La représentante de l'ATMP déclare que Monsieur Laurent Y... est fragile, que tout en s'opposant à la mesure, il vient aux rendez-vous qui lui sont fixés, qu'il dispose de revenus mensuels d'environ 1. 100 €, constitués par l'allocation aux adultes handicapés et une allocation logement, qu'il doit régler un loyer de 470 € par mois et n'a pas de dettes, hormis le remboursement du prix du billet d'avion qui s'effectue par mensualités de 50 €.
Le ministère public requiert la confirmation du jugement déféré.
SUR CE
Aux termes des articles 425 et 428 du code civil, toute personne dans l'impossibilité de pourvoir seule à ses intérêts en raison d'une altération médicalement constatée, soit de ses facultés mentales, soit de ses facultés corporelles de nature à empêcher l'expression de sa volonté, peut bénéficier d'une mesure de protection juridique ; la mesure de protection ne peut être ordonnée qu'en cas de nécessité et lorsqu'il ne peut être suffisamment pourvu aux intérêts de la personne notamment par une autre mesure de protection moins contraignante ; elle est proportionnée et individualisée en fonction du degré d'altération des facultés personnelles de l'intéressé.

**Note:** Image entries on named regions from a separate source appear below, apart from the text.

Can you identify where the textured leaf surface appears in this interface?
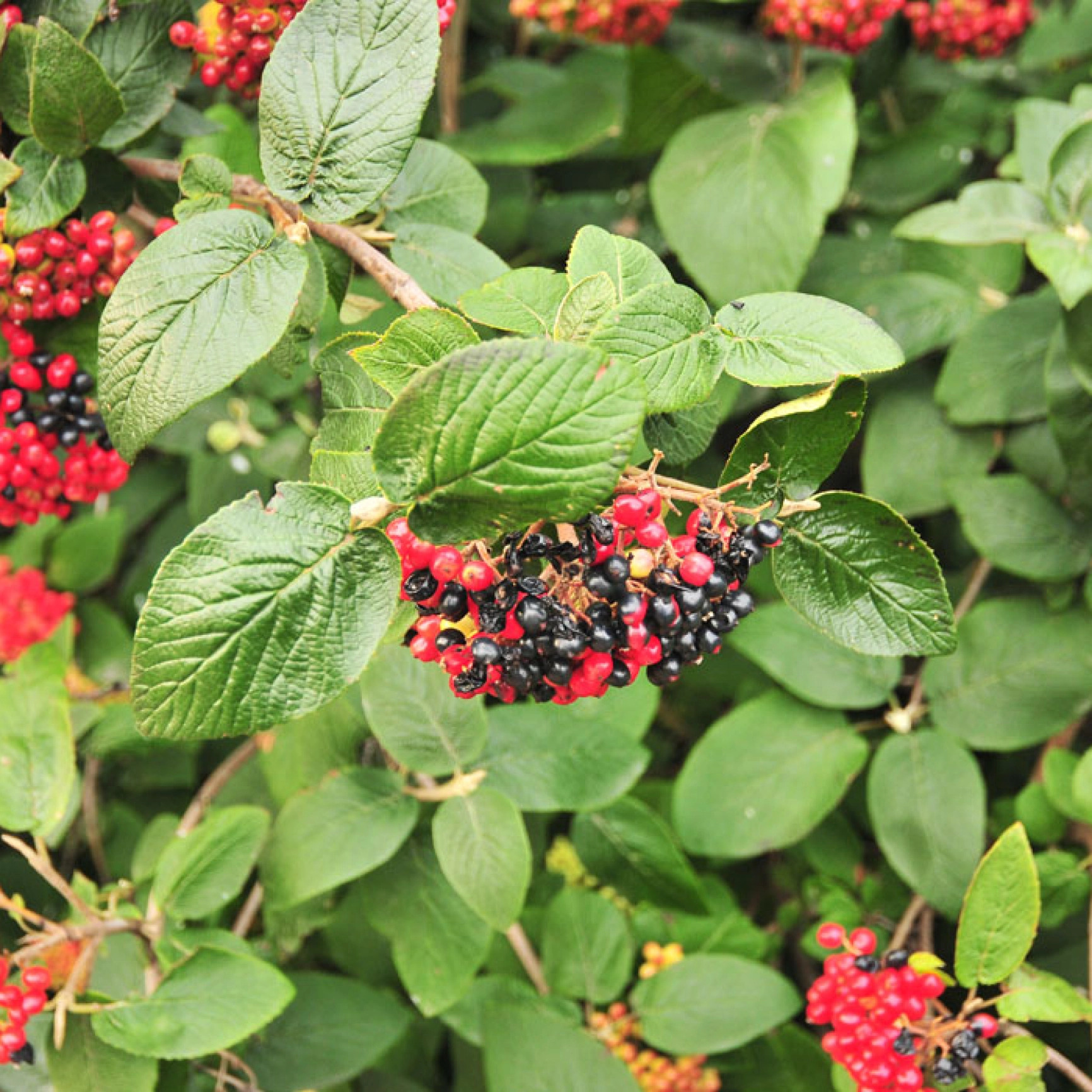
[868,729,986,917]
[925,598,1092,750]
[261,769,417,907]
[258,0,439,221]
[98,210,307,460]
[91,948,294,1058]
[0,644,76,834]
[361,646,487,776]
[956,823,1040,988]
[631,955,801,1054]
[375,340,643,540]
[4,137,88,238]
[133,482,398,740]
[671,690,868,857]
[433,786,531,929]
[716,291,904,386]
[773,492,956,656]
[30,18,124,156]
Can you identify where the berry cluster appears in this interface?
[509,0,679,45]
[759,0,904,54]
[0,336,129,528]
[170,0,455,98]
[907,0,1035,60]
[386,488,781,704]
[0,959,52,1066]
[0,211,137,323]
[0,557,76,664]
[806,923,997,1092]
[589,1001,721,1092]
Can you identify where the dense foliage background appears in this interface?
[0,0,1092,1092]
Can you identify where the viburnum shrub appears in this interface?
[0,0,1092,1092]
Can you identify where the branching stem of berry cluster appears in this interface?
[122,156,437,311]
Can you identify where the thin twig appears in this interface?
[504,922,549,997]
[122,155,436,311]
[79,755,112,883]
[1001,1020,1092,1092]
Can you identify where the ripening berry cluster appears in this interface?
[509,0,679,45]
[589,1001,721,1092]
[386,489,781,704]
[0,336,129,528]
[806,923,997,1092]
[759,0,904,54]
[0,557,76,664]
[0,959,51,1066]
[0,212,137,322]
[170,0,455,98]
[907,0,1035,60]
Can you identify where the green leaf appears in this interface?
[361,840,492,1016]
[868,729,986,917]
[258,0,440,221]
[98,210,308,461]
[381,139,489,235]
[458,265,569,337]
[349,307,479,406]
[924,598,1092,752]
[773,492,956,656]
[4,137,88,238]
[0,23,38,137]
[572,796,707,914]
[949,474,1092,581]
[630,955,801,1054]
[85,0,190,149]
[46,1014,160,1092]
[543,886,634,1004]
[391,223,508,306]
[650,69,856,303]
[935,289,1062,425]
[433,786,531,931]
[361,646,487,775]
[567,226,673,301]
[716,291,904,386]
[91,948,294,1058]
[982,1037,1046,1092]
[731,603,902,709]
[552,273,618,342]
[448,69,617,167]
[861,370,995,518]
[997,963,1092,1023]
[261,768,418,907]
[133,487,398,740]
[671,691,868,857]
[721,379,867,506]
[30,18,124,156]
[375,339,643,540]
[245,971,410,1092]
[482,1001,637,1092]
[895,180,1050,246]
[590,284,726,413]
[479,704,651,811]
[0,643,76,834]
[47,509,125,592]
[956,823,1040,989]
[152,804,270,921]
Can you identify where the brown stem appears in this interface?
[436,0,470,133]
[504,922,549,997]
[79,756,112,883]
[1001,1020,1092,1092]
[122,155,436,311]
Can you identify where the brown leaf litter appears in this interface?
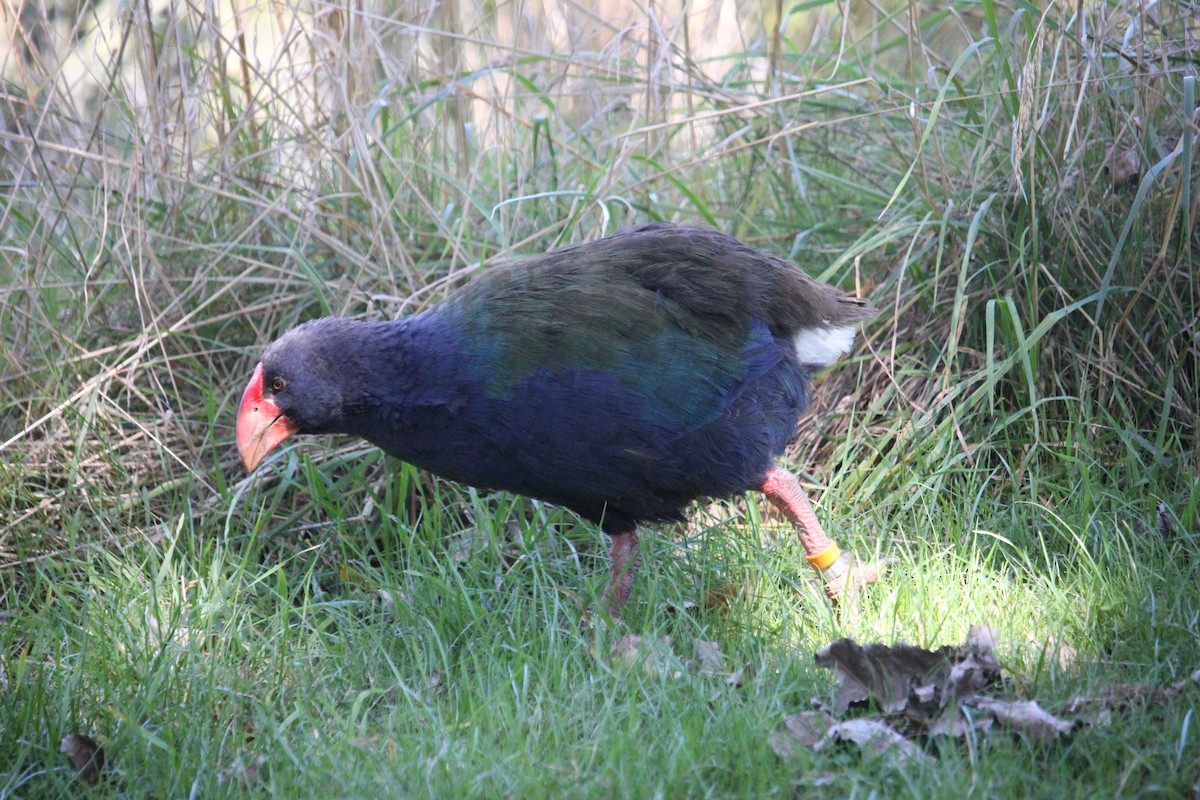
[770,625,1200,760]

Selon l'article 440 du même code, une personne qui, sans être hors d'état d'agir elle-même, a besoin, pour l'une des causes prévues à l'article 425, d'être assistée ou contrôlée d'une manière continue dans les actes importants de la vie civile peut être placée en curatelle et celle qui, pour l'une des causes prévues à l'article 425, doit être représentée de manière continue dans les actes de la vie civile, peut être placée en tutelle.
L'altération des facultés mentales de Monsieur Laurent Y... est établie à travers les éléments relevés par le Docteur A... et cette altération est définitive.
Il se dit en mesure de prendre seul les décisions le concernant mais le Docteur A... a constaté qu'il présente une déficience intellectuelle, qu'il ne sait pratiquement pas lire et compter, qu'il est particulièrement crédule et s'il affirme pouvoir gérer seul ses revenus, sa mère et ses frères ont indiqué au juge des tutelles qu'il avait toujours eu besoin de l'aide de son entourage familial, sa mère devant notamment lui faire des modèles pour l'établissement de chèques.
En outre, comme l'a relevé le juge des tutelles, les conditions dans lesquelles il a fait la connaissance de sa future épouse et s'est rendu au Cameroun pour s'y marier témoignent de sa vulnérabilité manifeste.
Au regard de l'ensemble de ces éléments, une mesure de curatelle, même renforcée, est insuffisante pour assurer la protection tant de sa personne que de ses intérêts patrimoniaux.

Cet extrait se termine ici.